Haftanın takımları Göztepe ve Sivasspor

Süper Lig’de 14. haftada geride kaldı ve üç hafta sonra devre arası…

Süper Lig’de 14. haftada geride kaldı ve üç hafta sonra devre arası… Dikkatli okurlarım farkındadır; geçen sezonlarda her hafta olmasa bile sıklıkla Süper Lig’de Haftanın Panoraması” yapardım. Cemil Usta Sezonunda bir türlü içimden gelmedi, ittire kaktıra da olmazdı. Nihayet ilk haftanın panoraması 14. haftaya kaldı!

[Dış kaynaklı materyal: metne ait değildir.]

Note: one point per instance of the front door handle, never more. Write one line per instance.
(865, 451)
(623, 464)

HAFTANIN PANORAMASINDAN NEDEN SOĞUDUM?

Peki neden? Birincisi, yayıncı kuruluşla TFF ve Kulüpler Birliği arasındaki anlaşma maçların başlayacağı hafta ancak, o da zoraki imzalarla imzalandı. İkincisi, mali yapı, daha doğrusu ‘iflas’ yüzünden doğru düzgün transferler yapılamadı. Üçüncüsü, ilk haftadan itibaren gördük ki bu atmosferde futbol da yok! Evet, bu sezon futbol yok doğru düzgün. Örneğin İzmir’de zevk aldığım tek maç Göztepe-FB maçı oldu. Bir parça da Göztepe-Y.Malatyaspor… O kadar… Bazı BJK, Trabzonspor, Başakşehir, Alanyaspor ve Sivasspor maçlarının da seyir zevki verdiğini belirtebilirim. Sonuçta 200 küsur maçtan yüzde 10’unda futbol ancak vardı diyebilirim. Dördüncü etken ise hakemlerin inisiyatifi VAR’a bırakmaları önemli ölçüde ve bazen de VAR ve hakemlerin her ikisinin de inisiyatifi elden bırakmaları!

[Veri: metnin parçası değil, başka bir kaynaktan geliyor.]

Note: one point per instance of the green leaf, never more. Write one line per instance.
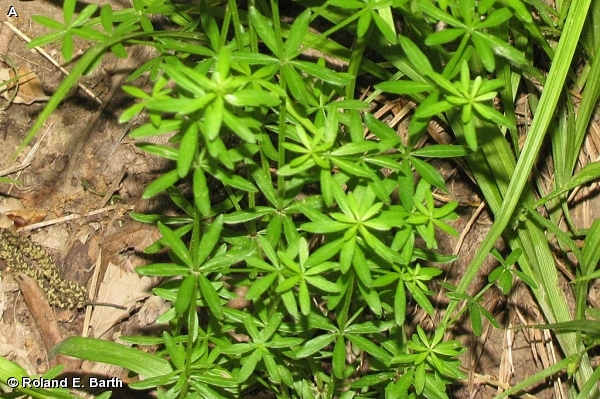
(175, 350)
(201, 193)
(49, 23)
(187, 149)
(247, 215)
(210, 239)
(415, 55)
(314, 345)
(184, 294)
(429, 173)
(364, 22)
(109, 352)
(444, 36)
(321, 283)
(162, 269)
(249, 365)
(252, 98)
(161, 184)
(210, 295)
(484, 52)
(496, 18)
(381, 130)
(323, 73)
(400, 304)
(324, 227)
(295, 83)
(234, 180)
(440, 15)
(264, 31)
(440, 151)
(213, 118)
(503, 49)
(339, 358)
(261, 285)
(177, 246)
(297, 34)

RIZA HOCA’NIN SÜKSELİ SİVASSPOR’U

14. haftanın takımları Göztepe ve Sivasspor. Sivasspor 30 puanla lider ve bu hafta da zorlu rakibi Y. Malatyaspor’u deplasmanda 3-1’le geçti. Keza Göztepe de yine deplasmanda müthiş taraftarı önünde mutlak üç puan için sahaya çıkan Ankaragücü’nü sürklase ederek 3-1’le geçti.

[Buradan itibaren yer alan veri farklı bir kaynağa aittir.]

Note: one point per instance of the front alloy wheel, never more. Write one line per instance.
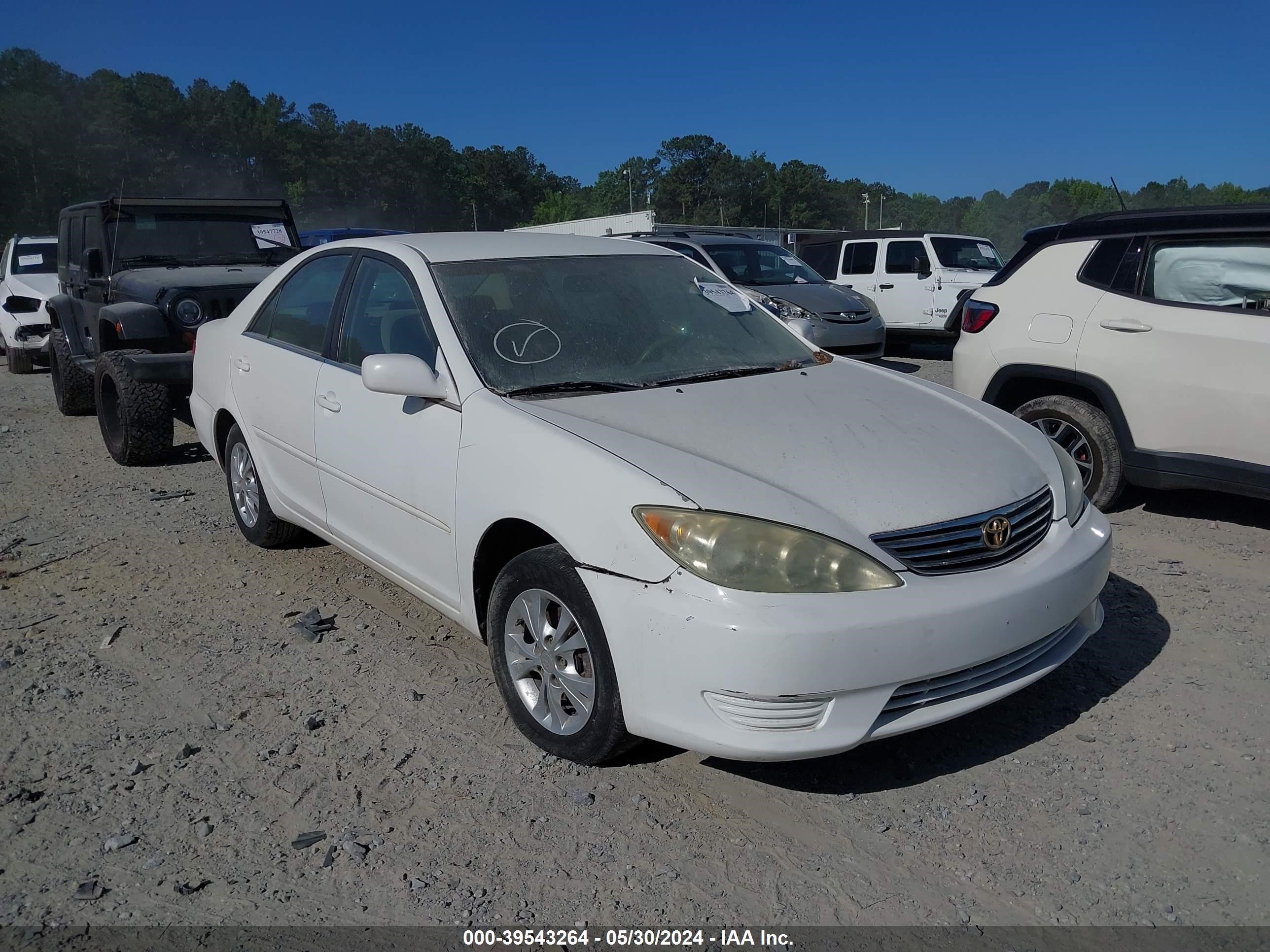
(549, 660)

Sivasspor için “şampiyon adayı” yakıştırması yapılıyor ister istemez puan cetveline bakılarak. Trabzonspor ve Bursaspor’dan sonra lig kupası bir başka Anadolu takımına, Sivasspor’a gidebilir mi? Neden olmasın BJK’nın transfer yapamayacağı, GS’nin yerlerde süründüğü, FB’nin istikrarı yakalayamadığı, Trabzonspor’un kadro alternatifinin az olduğu, Başakşehir’in gazının kaçtığı bir ligde? Sivasspor’un istikrarı yakaladığı ve haftalarca galip gelebildiği ligde zirveyi koruması için ilk yapması gereken eldeki oturmuş kadroyu devre arasında futbolculara gelecek teklifleri bertaraf ederek tutabilmesi… Rıza Hoca’nın takıma katkısı yadsınamaz, ancak onun istediklerini yapabilmesi hazırladığı bu takımla mümkün. Elden çıkan futbolcu olsa da eş ayarının mutlaka alınması şart. “Sivasspor” demişken bir de “Mert Hakan” demek istiyorum. Bu “10 numara” futbolcuyu sahada ilk olarak 3. Lig’de Tire 1922 forması giyerken Kasımpaşa-Tire 1922 kupa maçında İstanbul’da izlemiştim. Oğlum Deniz’in arkadaşıymış ve çok üzerinde durunca izleme gereği duydum. Mert Hakan ilk yarısı 0-0 biten maçın hakikaten dikkat çeken futbolcusuydu ve aklımda kaldı. Nitekim daha sonra 2. Lig’den Menemenspor’a, sonrasında Trabzonspor’a ve nihayet Sivasspor’a geldi ve burada aranan ve ligde dikkat çeken 10 numara oldu. Göztepe’nin radarına nasıl takılmadı İzmir’deki bu 10 numara, hayret doğrusu… “Hakan Arslan” da demek gerek… Kaptan takımın adeta dinamosu gibi ve dikine oynayan, futbola yakışan bir isim. Onun da katkısı çok.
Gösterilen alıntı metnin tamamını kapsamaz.